Dove la condivisione di spazi ristretti, i processi di alienazione individuale derivati dalla routine mansionale, l’assenza di riconoscimenti da parte dei superiori e delle autorità, la superficialità delle direttive dirigenziali, la rigidità della struttura di comando, uniti a un sovraffollamento dato da una crescita esponenziale della popolazione carceraria e, di contro, una carenza di personale, con un sotto organico a livello nazionale di circa diecimila unità (dato del 2012), il “male di vivere sembra non avere fine”.
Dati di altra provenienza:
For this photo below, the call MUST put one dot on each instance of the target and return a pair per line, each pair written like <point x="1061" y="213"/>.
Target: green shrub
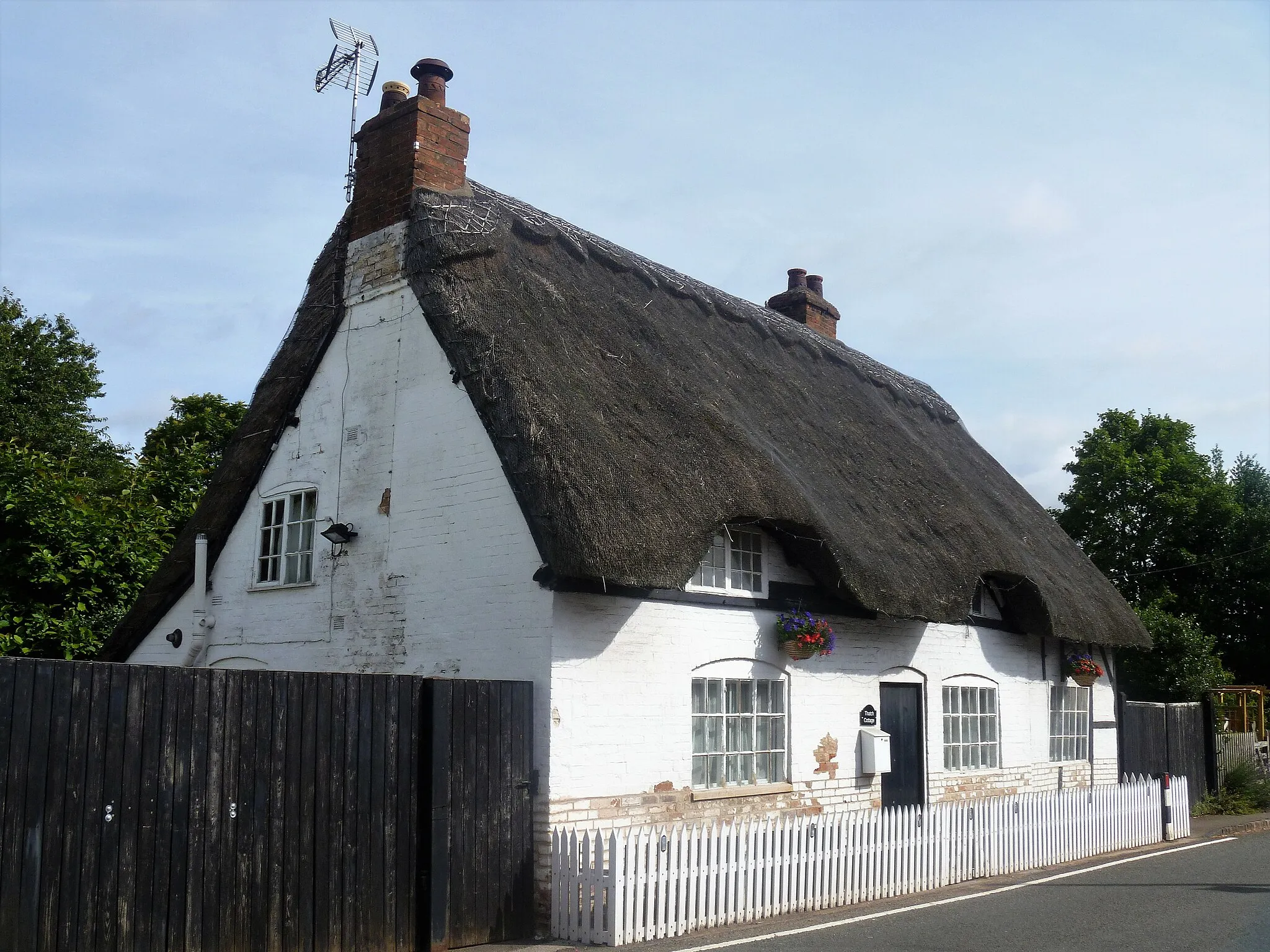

E’ la denuncia del Sindacato autonomo della Polizia Penitenziaria che, per bocca del suo segretario, Donato Capece, porta a conoscenza “lo stato di abbandono in cui è lasciato il corpo di polizia penitenziaria” e aggiunge: “Siamo sotto organico di circa ottomila agenti e se uno sbaglia non gliela perdonano. Eppure riusciamo ancora a salvare la vita a tanti detenuti disperati”.
Per la direttrice dell’associazione Ristretti Orizzonti, Ornella Favaro, le cause sono da attribuirsi al degrado delle carceri e alla mancata nomina del nuovo capo del Dipartimento dell’Amministrazione Penitenziaria: “Senza capo del DAP non c’è nessuno che si senta responsabile”.
Per migliorare la qualità del lavoro è fondamentale “introdurre attività che non siano di pura custodia”. Cosa che è nei progetti di Palazzo Chigi, per mano del procuratore aggiunto di Reggio Calabria, Nicola Gratteri. Ossia l’attribuzione, in seguito alla riforma della polizia penitenziaria per trasformarla in un modello di ‘polizia della giustizia’, di compiti di primo piano, a differenza della situazione attuale che la vede confinata alla funzione di custodia dei detenuti.
Introducendo nuove competenze: “Eseguire gli ordini di arresto per gli imputati con condanne definitive, ricercare latitanti, controllare gli arrestati domiciliari, i soggetti sottoposti alle misure alternative, proteggere i collaboratori di giustizia, i tribunali e i magistrati”.
Ma l’agente di polizia penitenziaria, secondo quanto stabilito dalla legge numero 395 del 1990, non aveva già, oltre a quella di custode del carcerato e di mantenimento dell’ordine nella struttura, anche una mansione di partecipazione all’osservazione e al trattamento rieducativo della popolazione carceraria? Non erano sufficienti queste, elogiate tra l’altro abbondantemente, dal Capo dello Stato nell’Annuale del Corpo di quest’anno.
Dette mansioni consistono nella presa in carico emotiva del prigioniero, in rapporti che vanno ben oltre la sfera della propria consapevolezza, spesso soffrendo di carenze nella preparazione all’impatto emotivo e con l’incapacità di prendere le distanze da una forma mentis di matrice militare che interpreta la realtà su basi dicotomiche, tipo bene o male, positivo o negativo? La stessa dicotomia che è racchiusa nel motto del Corpo: “Vigilando redimere”.